Since Bloodshot began with a 1995 various-artist sampler, (For A Life Of Sin: Insurgent Country Volume One) this magnificently packaged two-disc compilation/celebration brings the label full circle. Stalwarts like Jon Langford (Mekons, Waco Brothers, Three Johns), Robbie Fulks, Handsome Family and Moonshine Willy who have been there all along anchor the set and, even though the jaunty hot-swing of Fulks’ “Bloodshot’s Turning 5” kicks off the second disc, his witty mini-history of the label is the ideal starting point.

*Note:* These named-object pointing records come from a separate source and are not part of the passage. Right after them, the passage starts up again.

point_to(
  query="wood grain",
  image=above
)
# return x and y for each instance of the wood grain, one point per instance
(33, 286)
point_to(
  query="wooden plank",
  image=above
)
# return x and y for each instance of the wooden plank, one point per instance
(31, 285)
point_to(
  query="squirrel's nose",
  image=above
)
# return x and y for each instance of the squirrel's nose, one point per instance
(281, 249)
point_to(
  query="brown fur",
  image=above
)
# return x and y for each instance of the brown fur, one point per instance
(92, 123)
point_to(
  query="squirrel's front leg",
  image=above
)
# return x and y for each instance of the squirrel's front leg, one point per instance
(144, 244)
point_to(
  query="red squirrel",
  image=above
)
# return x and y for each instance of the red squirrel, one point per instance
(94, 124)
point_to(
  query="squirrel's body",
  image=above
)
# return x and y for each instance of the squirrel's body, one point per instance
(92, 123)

Once inside, it’s clear that, like the label’s output as a whole, everything works. For sheer across-the-genre reach, however, the 40 previously unreleased tunes are near flawless: Sample the homemade bluegrass of Split Lip Rayfield, mountain a Capella from Texas Rubies, The Supersuckers dueting with Willie Nelson’s daughter, alterna-country-pop from the Old 97’s and Jason and the Scorchers-style country thrash from Bare Jr. Additionally, there are a plethora of thrilling cover versions, including Red Star Belgrade dissecting AC/DC’s “Highway to Hell”, Caitlin Cary (Whiskeytown) tackling George Jones’ “Please Take the Devil Out Of Me”, Trailer Bride doing the Gun Club’s “Ghost on the Highway” and The Unholy Trio’s hilarious bluegrassish swipe at Public Enemy’s “Bring the Noise. Perhaps the tip-top moment comes from Langford and his Wacos-- who (collectively and individually) act as the Bloodshot house band across the two discs, they even back Graham Parker (!) on one cut-- with their incisive reading of The Who’s “Baba O’ Riley”.
Despite such sprawl, the lasting sense of this collection is unmistakable: Bloodshot has given the notion of modern country music such a solid crack on the noggin that the possibilities leaking out like so much gray matter now seem endless. The next five years might even be better.